After working solely with Aerosmith for the past four decades, Tyler is looking forward to the freedom of recording with other musicians. "I've got pieces of me that are a little bit more than Aerosmith," he says. "This gives me the freedom to write a song on trashcan lids or with the Boston Pops or an oboe and a harpsichord . . . Working on my own is a weird thought. It's kind of like being married and your wife says you can go hang out with your girlfriend."
No matter what happens with his solo album, Tyler insists he's firmly committed to Aerosmith. "The band is still here, and I love it," he says. "It's interesting that Joe has done five or six solo albums and there's never been an interviewer that's asked him if that means he's leaving Aerosmith. The band is still together, and this is just a solo project."

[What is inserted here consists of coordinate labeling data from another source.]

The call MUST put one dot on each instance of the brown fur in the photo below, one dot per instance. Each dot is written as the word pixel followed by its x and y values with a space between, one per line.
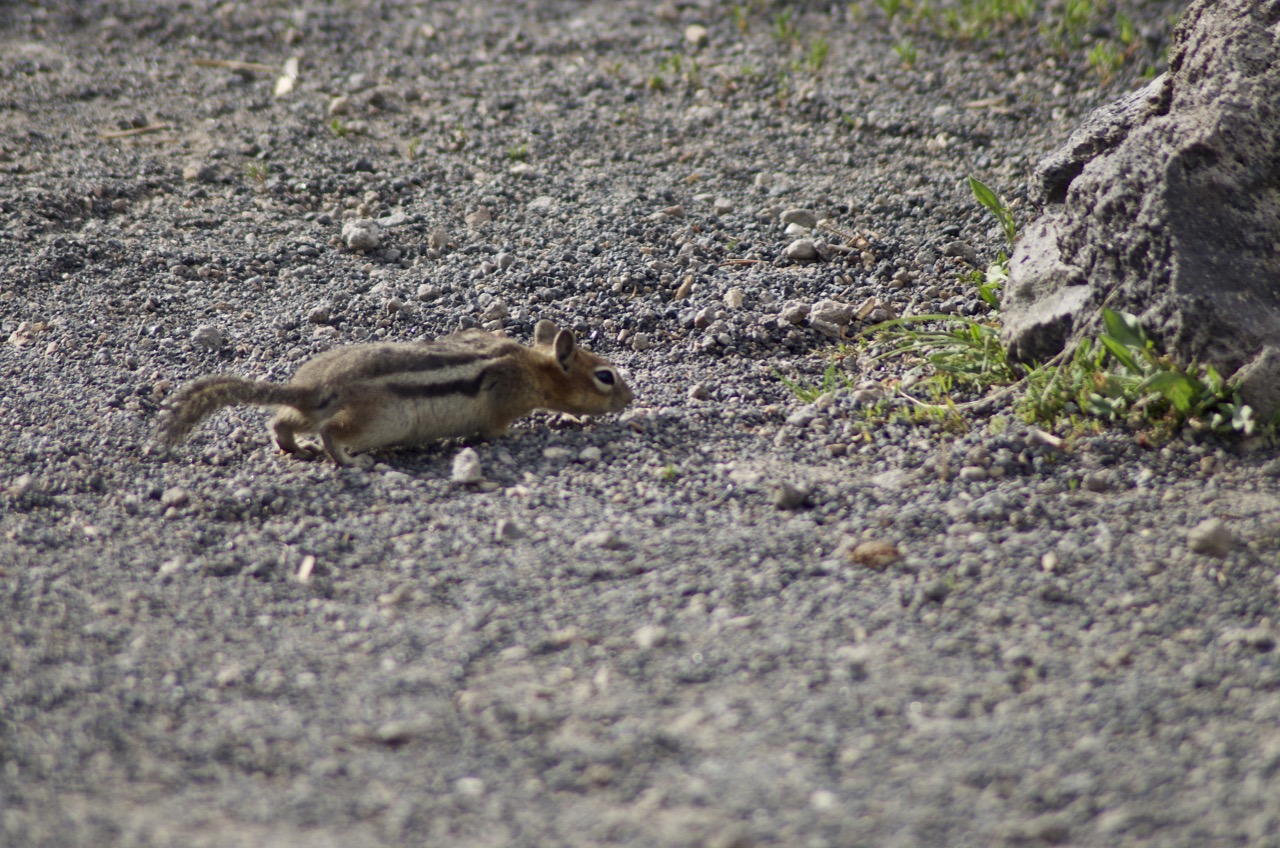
pixel 368 396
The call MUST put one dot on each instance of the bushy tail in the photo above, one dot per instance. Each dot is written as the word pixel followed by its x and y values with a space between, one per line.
pixel 200 399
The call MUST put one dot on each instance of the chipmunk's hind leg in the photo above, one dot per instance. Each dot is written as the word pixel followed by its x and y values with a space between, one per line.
pixel 286 427
pixel 333 448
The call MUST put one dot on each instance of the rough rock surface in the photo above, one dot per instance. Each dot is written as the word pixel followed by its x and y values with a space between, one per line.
pixel 618 634
pixel 1164 204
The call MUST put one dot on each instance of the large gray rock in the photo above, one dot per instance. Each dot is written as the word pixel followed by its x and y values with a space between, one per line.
pixel 1166 204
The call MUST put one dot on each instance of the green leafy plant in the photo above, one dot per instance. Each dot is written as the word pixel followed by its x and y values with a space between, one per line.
pixel 259 173
pixel 785 27
pixel 891 8
pixel 832 378
pixel 1105 60
pixel 997 208
pixel 817 57
pixel 961 351
pixel 1124 378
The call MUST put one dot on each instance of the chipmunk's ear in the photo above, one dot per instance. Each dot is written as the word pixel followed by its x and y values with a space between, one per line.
pixel 544 333
pixel 565 347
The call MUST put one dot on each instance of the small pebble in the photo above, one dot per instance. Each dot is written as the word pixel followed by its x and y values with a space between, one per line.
pixel 801 217
pixel 801 250
pixel 606 539
pixel 209 337
pixel 507 530
pixel 832 313
pixel 874 554
pixel 362 235
pixel 466 468
pixel 649 637
pixel 200 173
pixel 469 787
pixel 1211 537
pixel 787 496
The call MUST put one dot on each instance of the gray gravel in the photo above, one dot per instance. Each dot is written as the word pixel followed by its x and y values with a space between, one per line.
pixel 725 618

Work on the album will likely slow down while Tyler undergoes knee surgery later this year. "My knee is giving out," he says. "I had ACL reconstructions, and in November I'm getting knee replacement surgery. It'll take me about three or four months to recover . . . I've had so many operations on my knees and feet that just to be standing is a miracle. But to turn around and do one of my spins where I don't fall, that's the shit! But hey, all these years have taken their toll on me."
Even as they enter their mid-60s, nobody in the band is even contemplating retirement. "As long as I can sing, I'm up there," says Tyler. "I know Joe wants to keep going. Remember, when one guy goes, it's not the original band. But as long as Joe and I wanna keep going . . . Look, we just love to play. Without a doubt, when they colonize the moon, we'll be up there as a lounge act."